Hedging is a very complex area, and I have barely touched the surface in this article. However, it is the complexity that usually hides the risks that many hedges introduce. At heart however, hedging is a simple activity – to reduce financial risk. If the CFO cannot answer these questions in a manner that is understandable to a non-executive, do not approve the proposal.

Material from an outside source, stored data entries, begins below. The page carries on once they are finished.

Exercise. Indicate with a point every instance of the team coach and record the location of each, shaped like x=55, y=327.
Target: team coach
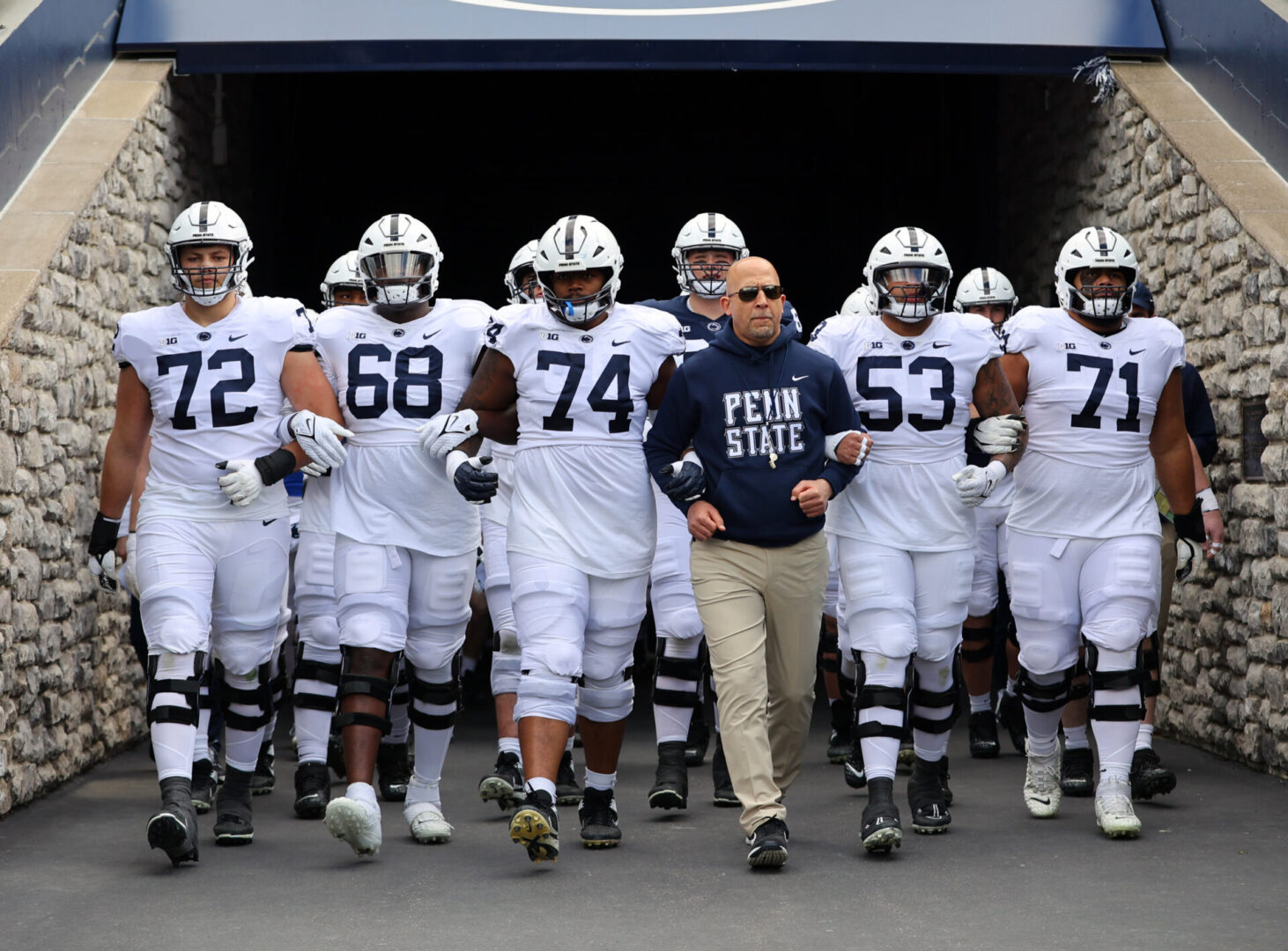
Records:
x=768, y=418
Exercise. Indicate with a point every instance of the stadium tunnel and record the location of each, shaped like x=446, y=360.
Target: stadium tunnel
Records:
x=813, y=147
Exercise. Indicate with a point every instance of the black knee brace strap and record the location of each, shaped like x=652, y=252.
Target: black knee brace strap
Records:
x=1151, y=660
x=440, y=694
x=682, y=669
x=315, y=671
x=364, y=685
x=187, y=688
x=974, y=655
x=1043, y=697
x=830, y=654
x=1115, y=680
x=890, y=697
x=261, y=695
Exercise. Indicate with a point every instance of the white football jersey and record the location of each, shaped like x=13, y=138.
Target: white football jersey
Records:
x=390, y=379
x=581, y=484
x=914, y=395
x=1087, y=471
x=217, y=394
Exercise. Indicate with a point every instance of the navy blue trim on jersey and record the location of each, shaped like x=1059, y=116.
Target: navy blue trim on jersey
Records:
x=758, y=418
x=697, y=327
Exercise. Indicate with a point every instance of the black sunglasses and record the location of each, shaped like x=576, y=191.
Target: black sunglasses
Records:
x=749, y=293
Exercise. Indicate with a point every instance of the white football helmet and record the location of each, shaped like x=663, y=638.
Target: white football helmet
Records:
x=981, y=287
x=909, y=256
x=523, y=260
x=1096, y=247
x=343, y=273
x=706, y=232
x=398, y=260
x=209, y=223
x=576, y=243
x=861, y=303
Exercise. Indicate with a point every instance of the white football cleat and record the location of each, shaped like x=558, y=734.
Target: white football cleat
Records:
x=357, y=822
x=1042, y=783
x=426, y=822
x=1114, y=815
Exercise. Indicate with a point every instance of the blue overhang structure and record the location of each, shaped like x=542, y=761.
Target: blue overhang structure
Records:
x=928, y=36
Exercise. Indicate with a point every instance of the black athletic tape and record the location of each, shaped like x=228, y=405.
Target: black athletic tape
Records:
x=276, y=466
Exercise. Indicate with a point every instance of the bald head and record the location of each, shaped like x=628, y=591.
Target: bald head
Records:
x=759, y=321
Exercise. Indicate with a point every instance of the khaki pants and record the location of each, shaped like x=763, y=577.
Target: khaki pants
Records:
x=760, y=611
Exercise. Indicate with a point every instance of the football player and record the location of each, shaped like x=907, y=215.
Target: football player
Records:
x=404, y=541
x=504, y=785
x=705, y=248
x=987, y=292
x=317, y=660
x=582, y=371
x=1103, y=394
x=208, y=377
x=905, y=530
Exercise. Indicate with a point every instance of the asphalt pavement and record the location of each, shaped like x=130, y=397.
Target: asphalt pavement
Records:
x=1210, y=870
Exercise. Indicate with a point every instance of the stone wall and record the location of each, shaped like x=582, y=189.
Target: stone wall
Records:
x=1077, y=164
x=71, y=690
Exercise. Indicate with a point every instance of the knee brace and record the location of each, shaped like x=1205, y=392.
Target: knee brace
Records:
x=320, y=672
x=261, y=697
x=890, y=697
x=1131, y=680
x=505, y=674
x=443, y=690
x=546, y=695
x=976, y=636
x=830, y=652
x=278, y=677
x=1153, y=661
x=607, y=700
x=933, y=699
x=1081, y=686
x=1043, y=697
x=688, y=669
x=186, y=688
x=364, y=685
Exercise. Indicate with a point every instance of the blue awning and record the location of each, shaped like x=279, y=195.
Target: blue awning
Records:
x=987, y=36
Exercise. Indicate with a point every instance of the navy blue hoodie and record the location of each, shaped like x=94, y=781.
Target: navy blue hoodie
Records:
x=739, y=407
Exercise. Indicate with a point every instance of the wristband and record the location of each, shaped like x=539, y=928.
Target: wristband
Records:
x=276, y=466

After all, it’s never a good idea to leap over a hedge if you don’t know what’s behind it.

 

Notes

  1. A major reason for the 2007/8 Great Financial Crash was that even the bank management didn’t understand their own derivatives, and certainly not the full risks that they were incurring.
  2. I am not a banker nor an expert in derivatives. This is just some practical cautionary words based on my own experience seeing companies trying to hedge risks.
  3. I focus on swaps here, as they are some of the most dangerous derivatives, but there are many different, complex and exotic derivatives available. You should distinguish however between derivatives that force an outcome (such as a swap) and those that allow, but don’t force, you to do something (such as an option). The latter are usually less dangerous by nature.
  4. All of these articles focus on when the hedges go wrong. Of course, sometimes a company can get lucky and a poorly designed hedge becomes profitable. That however is not the objective of a hedge.
  5. People tend to focus on the short-term LIBOR, but a long-term derivative is priced to the forward LIBOR. When short term rates are very low, as now, you would usually find that longer term rates are higher as markets expect interest rates will rise one day. So if the CFO tells you that 3 month LIBOR is 0.5% and surely can’t go any lower, ask to see the yield curve (ie future interest rates) and suggest that it could flatten.
  6. The fact that a hedge doesn’t qualify under IFRS9 as an effective hedge does not mean that it isn’t a useful hedge. It is however a warning sign.
  7. By no means are all toxic derivatives the result of misselling. However there have been many accusations of banks misselling derivatives, although few successful legal actions by companies. The courts have generally been unsympathetic in these situations as judges deem companies to be innately financially sophisticated and so should have been understood what they were buying.